David Oyelowo says Hollywood has a “white guilt” problem
Hollywood likes its black actors just fine; it just prefers to see them in roles where they are subservient to their white counterparts. That’s the claim that Selma star David Oyelowo made while at the Santa Barbara International Film Festival, saying black actors earn awards “more for when we are subservient, when we are not being leaders or kings or being at the center of our own narrative.”
Oyelowo’s absence from this year’s field of Best Actor Oscar nominees has been the source of much debate, though he initially joked about his own omission—saying, “I’d say to people ‘Calm down; it’s gonna be fine,” before adding, “Be angry! Be angry!” in a whisper. However, he more seriously expressed his concerns about the role that “white guilt” plays in the Academy—and the world in general:
We’ve just got to come to the point whereby there isn’t a self-fulfilling prophecy—a notion of who black people are—that feeds into what we are celebrated as, not just in the Academy, but in life generally. We have been slaves, we have been domestic servants, we have been criminals, we have been all of those things. But we have been leaders, we have been kings, we have been those who changed the world.
Those films are so hard to get made. People have often said to me, ‘Why has it taken so long?’ I mean, [King] was assassinated almost 50 years ago. There has been no film where Dr. King has been the center of his own narrative until now.

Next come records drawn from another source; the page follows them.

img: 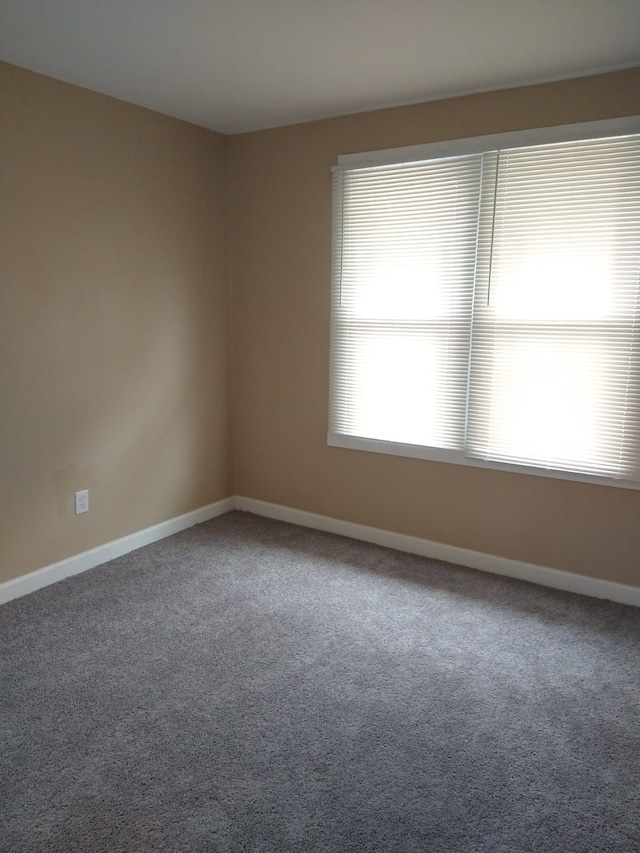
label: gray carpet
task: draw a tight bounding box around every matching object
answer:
[0,513,640,853]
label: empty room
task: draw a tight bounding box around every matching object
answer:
[0,0,640,853]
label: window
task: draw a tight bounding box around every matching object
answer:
[329,119,640,488]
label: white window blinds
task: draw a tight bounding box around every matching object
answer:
[329,127,640,482]
[331,155,482,448]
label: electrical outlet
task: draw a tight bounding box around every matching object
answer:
[75,489,89,515]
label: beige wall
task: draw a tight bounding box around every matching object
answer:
[229,70,640,584]
[0,65,640,585]
[0,65,232,580]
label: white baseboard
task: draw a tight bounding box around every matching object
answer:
[0,497,235,604]
[235,496,640,607]
[0,496,640,607]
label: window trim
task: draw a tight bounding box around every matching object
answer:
[327,115,640,491]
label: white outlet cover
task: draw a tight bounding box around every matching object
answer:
[75,489,89,515]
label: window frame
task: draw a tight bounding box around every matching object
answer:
[327,115,640,491]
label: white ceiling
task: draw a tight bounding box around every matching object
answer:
[0,0,640,133]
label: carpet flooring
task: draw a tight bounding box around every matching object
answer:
[0,512,640,853]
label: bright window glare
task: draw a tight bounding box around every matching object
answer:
[353,260,446,320]
[491,251,614,322]
[353,334,446,444]
[484,340,606,464]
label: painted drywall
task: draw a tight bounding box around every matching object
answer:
[0,64,232,580]
[228,70,640,585]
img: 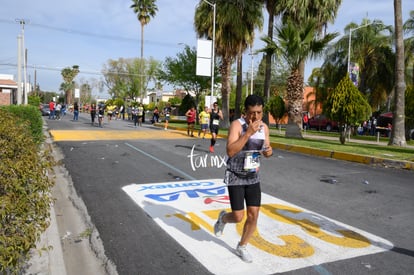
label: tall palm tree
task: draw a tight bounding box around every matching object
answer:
[278,0,342,78]
[130,0,158,98]
[262,19,337,138]
[322,19,395,110]
[388,0,407,146]
[403,10,414,85]
[60,65,79,104]
[194,0,263,127]
[263,0,282,103]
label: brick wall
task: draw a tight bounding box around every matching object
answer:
[0,90,11,105]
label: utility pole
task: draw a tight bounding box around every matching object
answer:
[15,19,28,104]
[16,34,22,105]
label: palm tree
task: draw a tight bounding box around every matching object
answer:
[130,0,158,101]
[263,0,281,103]
[403,10,414,85]
[261,19,337,138]
[60,65,79,104]
[194,0,263,127]
[322,19,395,110]
[277,0,342,78]
[388,0,407,146]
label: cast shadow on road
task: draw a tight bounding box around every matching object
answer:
[268,205,394,256]
[143,202,235,253]
[391,246,414,257]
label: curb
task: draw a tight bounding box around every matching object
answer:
[162,125,414,170]
[270,142,414,170]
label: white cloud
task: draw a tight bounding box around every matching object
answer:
[0,0,412,94]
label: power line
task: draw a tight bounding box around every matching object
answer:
[0,18,179,48]
[0,63,147,77]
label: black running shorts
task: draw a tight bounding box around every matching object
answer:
[227,182,262,211]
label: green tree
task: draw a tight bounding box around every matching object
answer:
[261,20,337,138]
[403,10,414,85]
[130,0,158,98]
[388,0,407,147]
[60,65,79,104]
[276,0,342,80]
[323,74,371,144]
[321,19,395,108]
[263,0,281,105]
[102,58,161,99]
[159,45,210,110]
[194,0,263,127]
[265,95,286,128]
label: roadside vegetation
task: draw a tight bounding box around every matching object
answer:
[0,106,54,274]
[163,121,414,162]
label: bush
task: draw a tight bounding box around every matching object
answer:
[0,107,53,274]
[0,105,44,144]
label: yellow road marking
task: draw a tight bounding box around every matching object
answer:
[49,130,194,141]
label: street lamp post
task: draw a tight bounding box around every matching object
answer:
[347,22,376,73]
[203,0,216,105]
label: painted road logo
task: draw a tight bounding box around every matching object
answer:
[123,179,393,274]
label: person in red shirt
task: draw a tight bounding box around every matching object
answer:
[185,106,197,137]
[49,100,55,119]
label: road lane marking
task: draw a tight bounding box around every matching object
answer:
[49,129,194,141]
[122,179,393,274]
[125,143,196,180]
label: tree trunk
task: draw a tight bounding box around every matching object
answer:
[139,23,144,103]
[234,52,243,118]
[389,0,407,147]
[221,57,232,128]
[285,70,303,138]
[263,10,275,125]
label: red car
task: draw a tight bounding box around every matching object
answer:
[308,115,338,132]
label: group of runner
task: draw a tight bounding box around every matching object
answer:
[185,102,223,153]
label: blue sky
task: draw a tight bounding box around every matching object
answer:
[0,0,414,97]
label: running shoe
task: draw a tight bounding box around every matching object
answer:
[214,210,226,237]
[236,243,253,263]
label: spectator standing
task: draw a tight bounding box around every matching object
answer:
[49,100,55,119]
[302,112,309,130]
[73,102,79,121]
[119,105,125,120]
[98,102,106,128]
[185,106,197,137]
[162,102,172,130]
[210,102,223,153]
[152,106,160,124]
[137,103,144,126]
[198,106,210,138]
[55,102,62,120]
[214,95,273,262]
[89,103,96,126]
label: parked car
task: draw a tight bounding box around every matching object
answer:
[375,112,414,140]
[308,115,338,132]
[39,104,50,116]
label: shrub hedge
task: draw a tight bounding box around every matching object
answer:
[0,106,54,274]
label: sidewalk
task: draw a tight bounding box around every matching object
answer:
[24,120,414,275]
[24,120,118,275]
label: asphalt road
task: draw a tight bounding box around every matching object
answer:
[48,114,414,274]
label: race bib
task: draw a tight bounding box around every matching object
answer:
[243,152,260,172]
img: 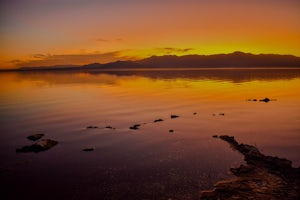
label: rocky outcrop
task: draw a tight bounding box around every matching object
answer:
[16,139,58,153]
[200,135,300,200]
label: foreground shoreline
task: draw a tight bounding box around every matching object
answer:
[200,135,300,200]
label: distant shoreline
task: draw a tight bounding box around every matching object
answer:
[0,67,300,73]
[1,51,300,71]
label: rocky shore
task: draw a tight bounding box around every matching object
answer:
[200,135,300,200]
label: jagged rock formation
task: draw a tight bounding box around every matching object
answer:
[200,135,300,200]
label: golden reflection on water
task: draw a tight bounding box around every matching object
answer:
[0,70,300,199]
[0,70,300,103]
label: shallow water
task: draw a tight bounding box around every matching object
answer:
[0,69,300,199]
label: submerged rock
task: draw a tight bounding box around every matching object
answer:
[105,126,116,130]
[82,148,95,151]
[27,133,45,141]
[16,139,58,153]
[200,135,300,200]
[86,126,98,129]
[153,119,164,123]
[129,124,141,130]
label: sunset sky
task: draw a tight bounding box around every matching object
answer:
[0,0,300,68]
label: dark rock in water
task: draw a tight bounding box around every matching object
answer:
[200,135,300,200]
[82,148,95,151]
[259,98,271,103]
[171,115,179,119]
[153,119,164,123]
[129,124,141,130]
[27,133,44,141]
[16,139,58,153]
[86,126,98,129]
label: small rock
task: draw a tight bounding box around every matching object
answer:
[27,134,44,141]
[153,119,164,123]
[16,139,58,153]
[129,124,141,130]
[82,148,95,151]
[86,126,98,129]
[259,98,271,103]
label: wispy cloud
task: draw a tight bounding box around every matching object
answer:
[11,51,130,67]
[96,38,124,42]
[96,38,109,42]
[155,47,194,54]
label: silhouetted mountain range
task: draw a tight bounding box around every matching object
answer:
[14,51,300,71]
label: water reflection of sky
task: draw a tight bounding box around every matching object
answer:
[0,70,300,197]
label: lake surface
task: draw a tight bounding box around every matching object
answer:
[0,69,300,199]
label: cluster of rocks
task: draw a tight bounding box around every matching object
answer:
[16,134,58,153]
[200,135,300,200]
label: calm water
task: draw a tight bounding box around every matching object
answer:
[0,69,300,199]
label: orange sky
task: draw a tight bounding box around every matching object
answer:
[0,0,300,68]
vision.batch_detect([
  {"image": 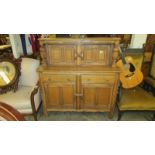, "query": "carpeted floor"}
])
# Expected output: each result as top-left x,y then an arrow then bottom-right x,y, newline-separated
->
26,108 -> 153,121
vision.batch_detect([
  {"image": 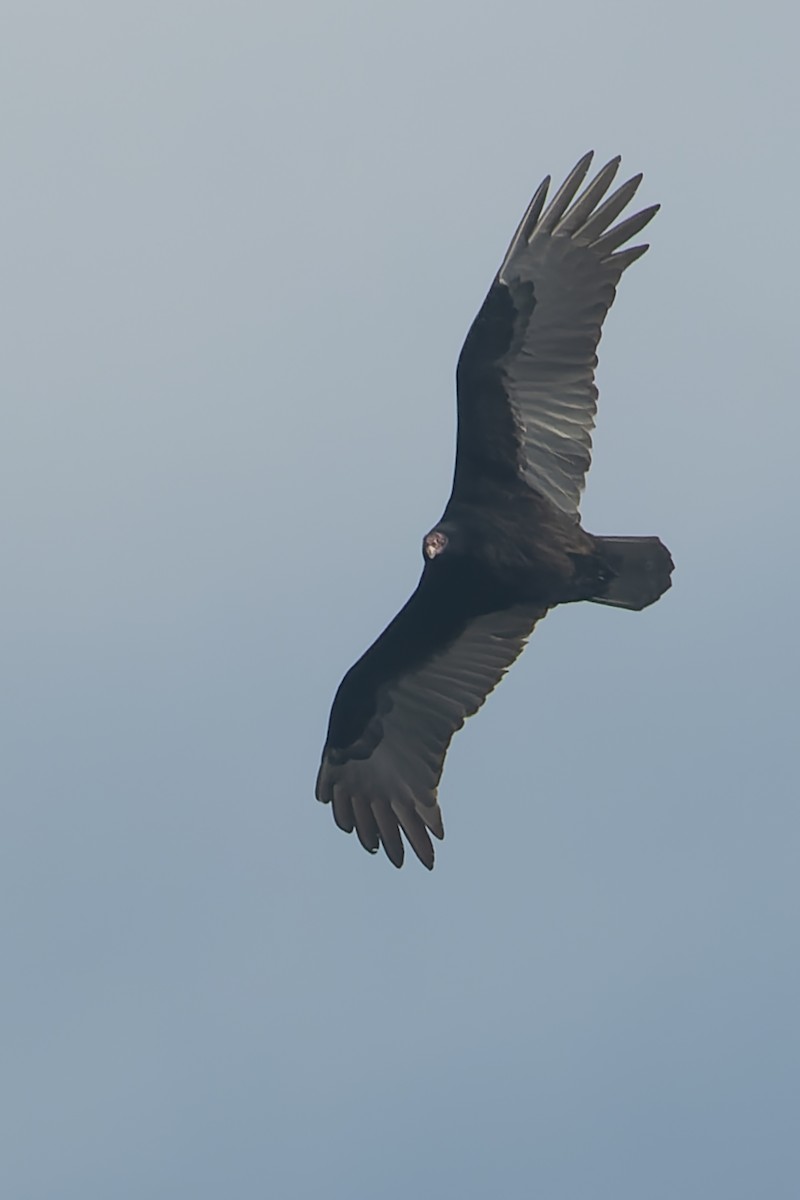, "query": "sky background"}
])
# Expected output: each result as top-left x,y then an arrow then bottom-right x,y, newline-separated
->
0,0 -> 800,1200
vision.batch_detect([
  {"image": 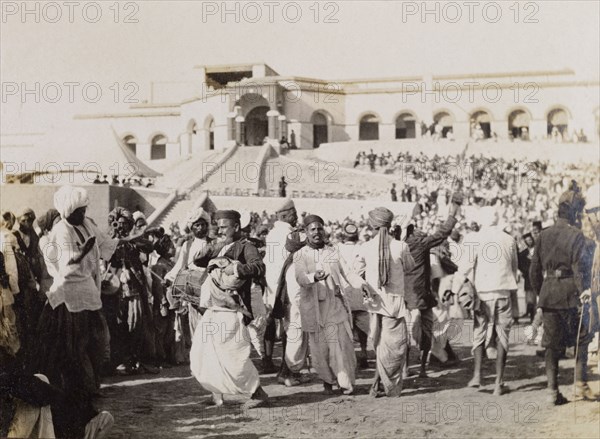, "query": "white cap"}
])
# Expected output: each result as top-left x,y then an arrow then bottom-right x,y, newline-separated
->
239,210 -> 252,229
585,184 -> 600,210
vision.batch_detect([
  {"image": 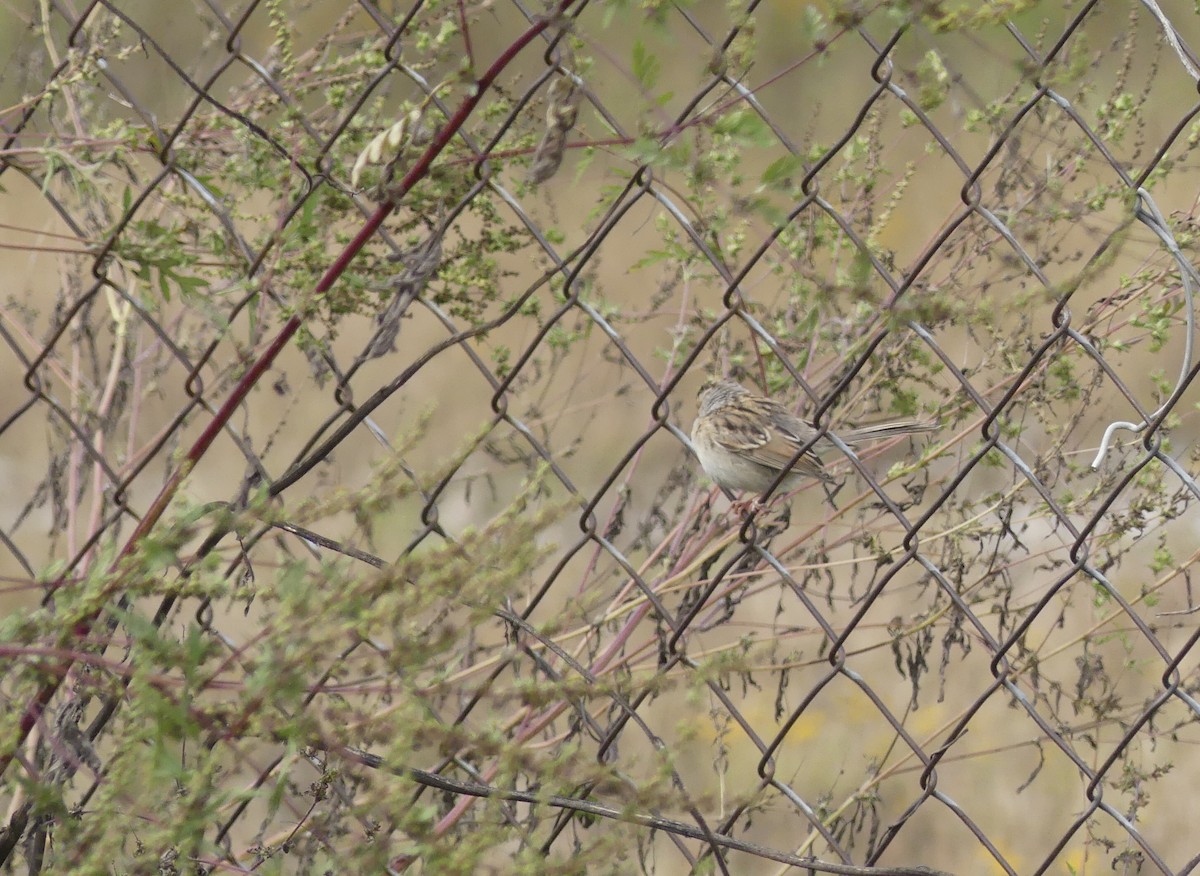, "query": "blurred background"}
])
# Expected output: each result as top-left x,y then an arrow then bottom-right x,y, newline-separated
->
0,0 -> 1200,874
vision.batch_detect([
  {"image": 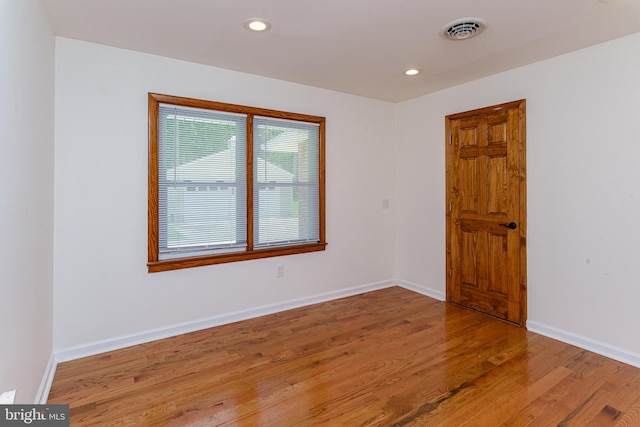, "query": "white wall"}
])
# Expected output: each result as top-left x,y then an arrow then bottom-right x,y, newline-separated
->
54,38 -> 395,350
0,0 -> 54,403
396,34 -> 640,362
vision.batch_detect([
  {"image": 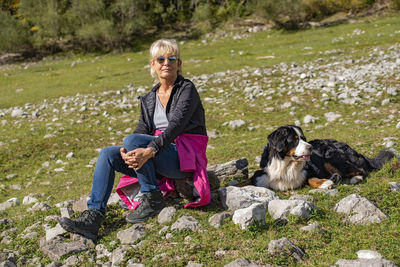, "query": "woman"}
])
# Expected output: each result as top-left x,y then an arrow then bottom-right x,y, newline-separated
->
60,39 -> 210,242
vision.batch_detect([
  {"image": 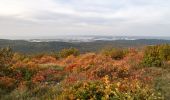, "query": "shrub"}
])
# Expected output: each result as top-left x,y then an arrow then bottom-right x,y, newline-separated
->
58,48 -> 79,58
61,76 -> 162,100
143,44 -> 170,67
0,48 -> 13,76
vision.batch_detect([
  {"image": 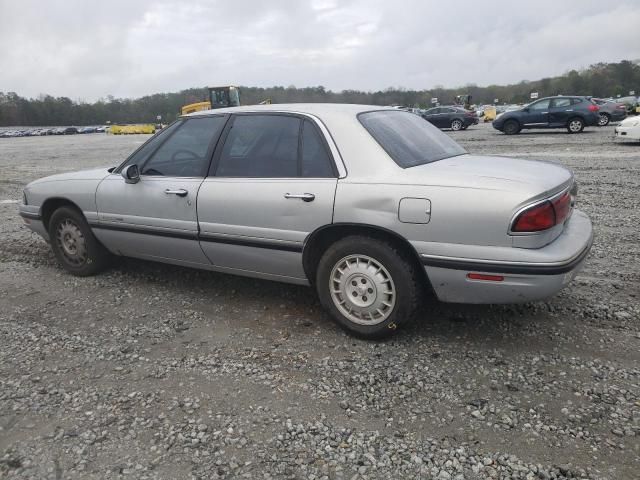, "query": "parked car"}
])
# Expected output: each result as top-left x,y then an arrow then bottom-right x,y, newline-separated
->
591,98 -> 627,127
613,116 -> 640,141
19,104 -> 592,337
492,96 -> 600,135
422,107 -> 478,131
613,95 -> 639,115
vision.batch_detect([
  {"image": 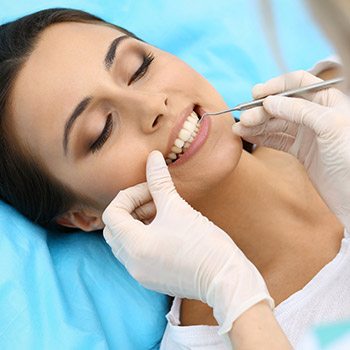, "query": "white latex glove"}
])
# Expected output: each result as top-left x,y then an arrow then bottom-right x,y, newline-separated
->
102,151 -> 273,334
232,71 -> 350,232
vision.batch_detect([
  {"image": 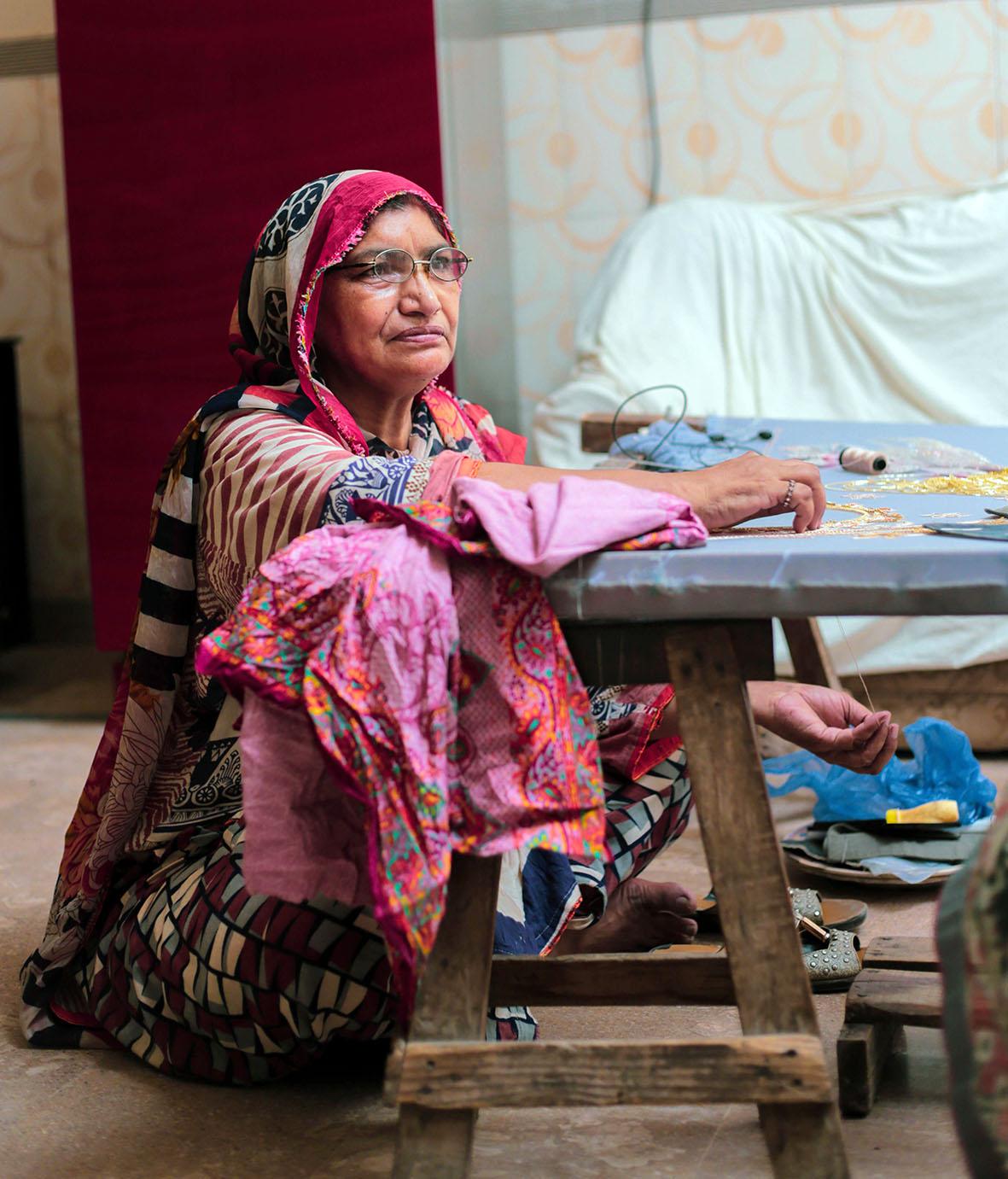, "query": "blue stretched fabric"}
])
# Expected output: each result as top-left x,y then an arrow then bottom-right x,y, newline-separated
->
763,717 -> 996,826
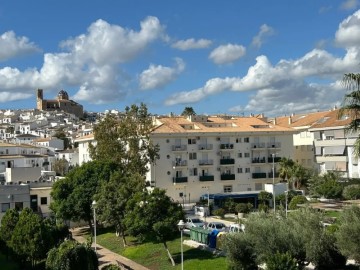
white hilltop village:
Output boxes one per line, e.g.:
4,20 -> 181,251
0,89 -> 360,224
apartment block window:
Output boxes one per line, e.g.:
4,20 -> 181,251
189,168 -> 197,176
40,197 -> 47,205
224,186 -> 232,193
15,202 -> 24,211
189,153 -> 197,160
1,203 -> 10,213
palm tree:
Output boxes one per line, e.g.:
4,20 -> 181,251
338,73 -> 360,157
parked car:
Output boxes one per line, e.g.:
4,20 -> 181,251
207,222 -> 227,232
185,217 -> 204,229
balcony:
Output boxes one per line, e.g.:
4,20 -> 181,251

That’s because up until 12 Years A Slave and The Butler did so well, both critically and at the box office, films like this were told through the eyes of white protagonists because there is a fear of white guilt.
So you have a very nice white person who holds black people’s hands through their own narrative. We don’t want to see that pain again, so you don’t even go into what that pain was in an authentic way. Both of those things are patronizing to the audience. You can’t have people curating culture in this way when we need to see things in order to reform from them.
Oyelowo also expressed optimism that the success of 12 Years A Slave and The Butler represents a possible turning point, saying that these films proved the commercial and critical viability of movies that are more challenging to white viewers. He specifically credited those movies with helping Selma to get made, and thanked Paramount for its support.